Doing Nothing, Does Something | Teen Ink

Doing Nothing, Does Something

May 31, 2011
By Anonymous

I sat in the arm chair, staring at a blank piece of paper. I hadn’t yet realized that my pencil wasn’t even sharpened. All I did was sit there, staring at the table, like I had contract detailing the future of my life in front of me. That’s what that piece of paper may have well been. This contract was a detailed description of the twists and turns of my journey to come. If I signed that contract, things might have been different. If I had promised to step in, to change things--if that contract would have existed things would have been different. Things had to be different. While staring at this imaginary contract, the more literal one stood on both sides of me. My mom and my dad had been screaming about everything. Everything and anything had been a part of their ‘discussion’. They had been arguing about the distractions they caused me keeping me from doing my homework. All I could think about was the distractions keeping me from signing that damn contract.

School was great. School was a different place in which I could escape the trouble waiting for me at home. To some people receiving an education everyday was their worst enemy. To me, going to school every day was a godsend. It was an excuse to be quiet, or to not say a word. It was a place where a discussion involved talking, not yelling. I didn’t sleep much at home, so school was pretty much my bedroom. It was safe there, for the most part. That was until the guidance counselors came by. These “Teachers” strut the school grounds like they were angels, not teachers who don’t know what they want to do with their lives. I’m almost positive that anyone who wants help will go look for it. These counselors went around acting like they were helping kids with their problems and stress but all they did was cause more problems to arise. They had these interventions in classes filled with children where they asked basic questions. Do you want to talk to anyone? Are you bullied? Is your situation at home a problem? These classrooms filled with kids where probably twenty percent had a situation worth talking about. Their ideas of being secure with your problems—raise your hand in front of all your classmates to admit you have problems. Raise your hand to lose your separate school life and bring problems from home wherever you go. I treated these days like a glorified sleeping session.

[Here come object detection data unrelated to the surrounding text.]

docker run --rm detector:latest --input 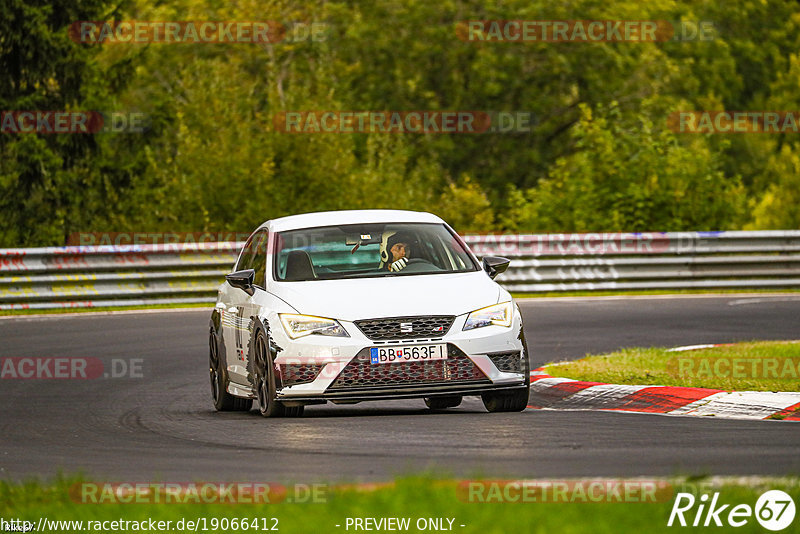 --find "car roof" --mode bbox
[262,210,444,232]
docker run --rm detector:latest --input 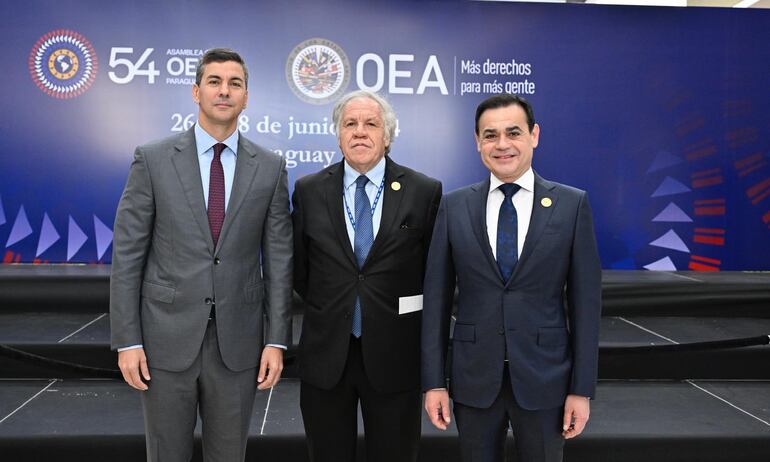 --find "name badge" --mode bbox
[398,294,422,314]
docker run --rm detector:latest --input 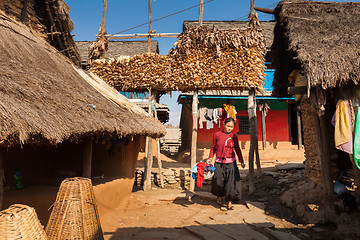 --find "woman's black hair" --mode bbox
[224,118,235,125]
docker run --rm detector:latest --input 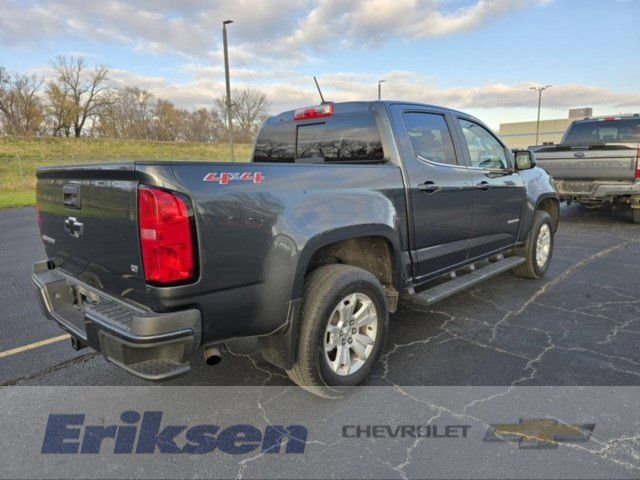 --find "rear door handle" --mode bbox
[418,180,440,193]
[62,183,80,210]
[476,180,491,192]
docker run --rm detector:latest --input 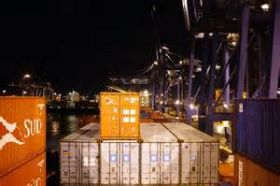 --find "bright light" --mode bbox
[23,74,31,79]
[154,61,158,66]
[143,90,149,97]
[216,65,222,70]
[223,103,228,108]
[196,67,202,72]
[261,3,270,12]
[195,32,204,39]
[189,103,195,110]
[231,41,237,46]
[175,99,180,105]
[161,46,169,51]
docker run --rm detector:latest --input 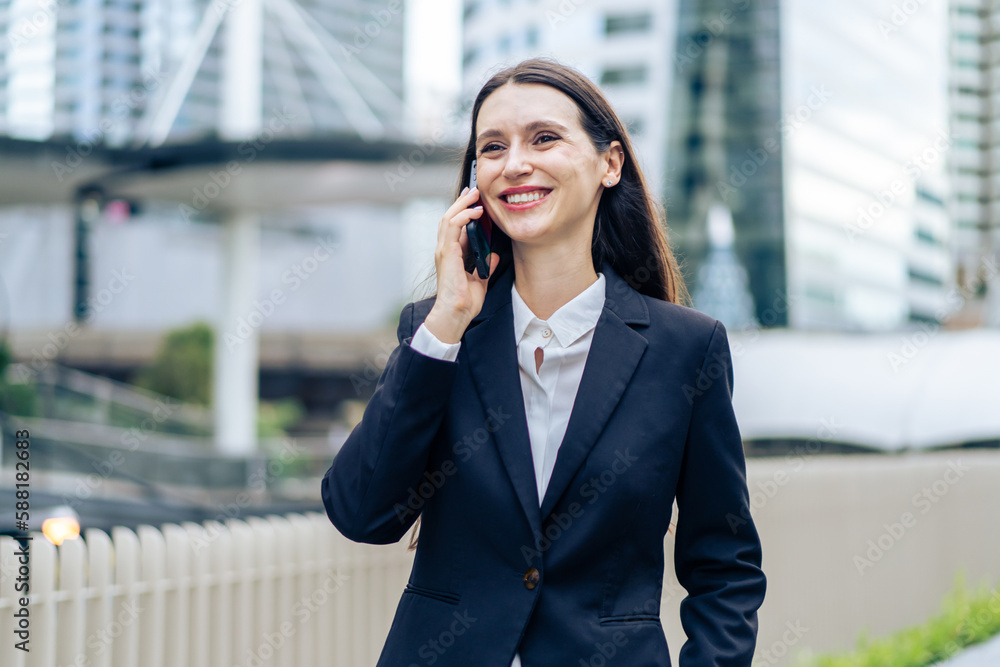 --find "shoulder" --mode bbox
[399,296,437,338]
[639,294,726,350]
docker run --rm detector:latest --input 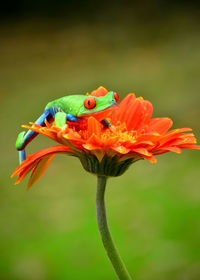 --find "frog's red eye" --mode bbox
[84,96,96,109]
[113,92,119,103]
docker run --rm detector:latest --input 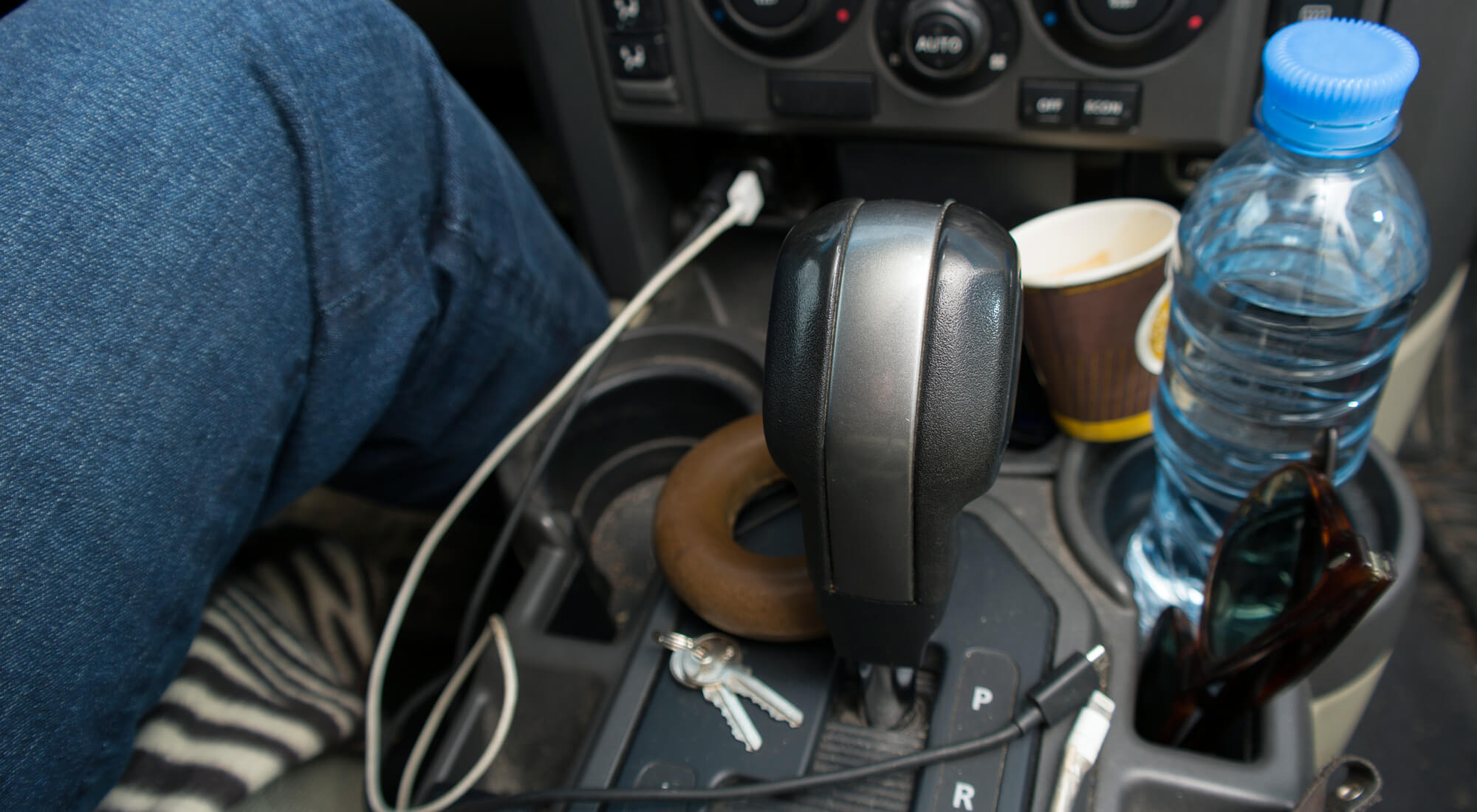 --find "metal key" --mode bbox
[656,632,805,753]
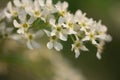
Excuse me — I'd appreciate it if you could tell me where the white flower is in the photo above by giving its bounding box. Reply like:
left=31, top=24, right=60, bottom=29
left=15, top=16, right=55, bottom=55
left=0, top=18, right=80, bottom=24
left=13, top=12, right=34, bottom=34
left=55, top=1, right=68, bottom=16
left=82, top=29, right=98, bottom=45
left=5, top=2, right=18, bottom=19
left=74, top=10, right=94, bottom=33
left=39, top=0, right=57, bottom=22
left=63, top=13, right=77, bottom=34
left=0, top=10, right=5, bottom=21
left=45, top=30, right=63, bottom=51
left=25, top=31, right=41, bottom=49
left=95, top=21, right=112, bottom=42
left=49, top=17, right=67, bottom=41
left=25, top=0, right=42, bottom=18
left=96, top=41, right=105, bottom=59
left=13, top=0, right=33, bottom=9
left=0, top=22, right=13, bottom=38
left=72, top=37, right=88, bottom=58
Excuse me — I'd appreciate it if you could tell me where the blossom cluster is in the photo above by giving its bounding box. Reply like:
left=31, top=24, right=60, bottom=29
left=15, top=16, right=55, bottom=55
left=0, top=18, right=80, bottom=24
left=0, top=0, right=112, bottom=59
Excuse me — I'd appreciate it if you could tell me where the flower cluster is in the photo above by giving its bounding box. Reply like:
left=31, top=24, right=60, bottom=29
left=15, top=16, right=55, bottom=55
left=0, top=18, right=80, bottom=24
left=0, top=0, right=111, bottom=59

Now coming home from school was the best. Arriving at home was a different story. You could hear screams down the block. If you were lucky a front door would be shattered as someone was on their way out. This event of destruction occurred at least once every couple of months. Then there’s the rare event of police being called to my house to respond to a disturbance report. Unlike my brother’s, I knew how to keep myself out of my parents issues day in and day out. Sometimes my brothers found it impossible to avoid the inevitable confrontation from my mom or dad that caused either the destruction to our house or the barrages of shouts that kept my neighbors on their tip toes and waiting by the phone. So walking to home to these occurrences isn’t nearly that bad as I first thought. I realized that while everyone’s caught up in the drama currently on their plate, I could quietly take fifteen or twenty minutes to myself and walk up and down the block.

“Why should I go home?” I asked myself, nearly on a daily basis. The answer was clear. I shouldn’t.

The turn taking method of my parents’ arguments in front of me was the cause of me to avoid getting involved. They would take turns yelling at each other, threatening to take me, money, the house, or all of the above, with them on their way out. I may emphasize on the screaming, yelling, shouting, or whatever it’s called, a lot, but anyone who’s been in this situation knows that once parents start fighting through shouts and screams, it’s the end.

How can they fight now after they’ve raised such a great child like me? I thought to myself. As a child in this situation it makes me think one thing. It’s my fault. I shouldn’t have been here. I shouldn’t have been Involved in this. The yelling is the worst. It means that I put them under such friction that they snapped.

“Don’t you dare come home now and wake him up,” my mom shouted. “You’re drunk. I don’t know how you can expect me to just welcome you home with loving arms when you’ve spent all night with you bar fly buddies just avoiding all your problems.”

Was I that problem? I thought to myself, eyes closed but still awake in bed.

“I want a divorce.” She concluded.

The author's comments:
This is a real experience i went through not too long ago and this is the unfinished draft.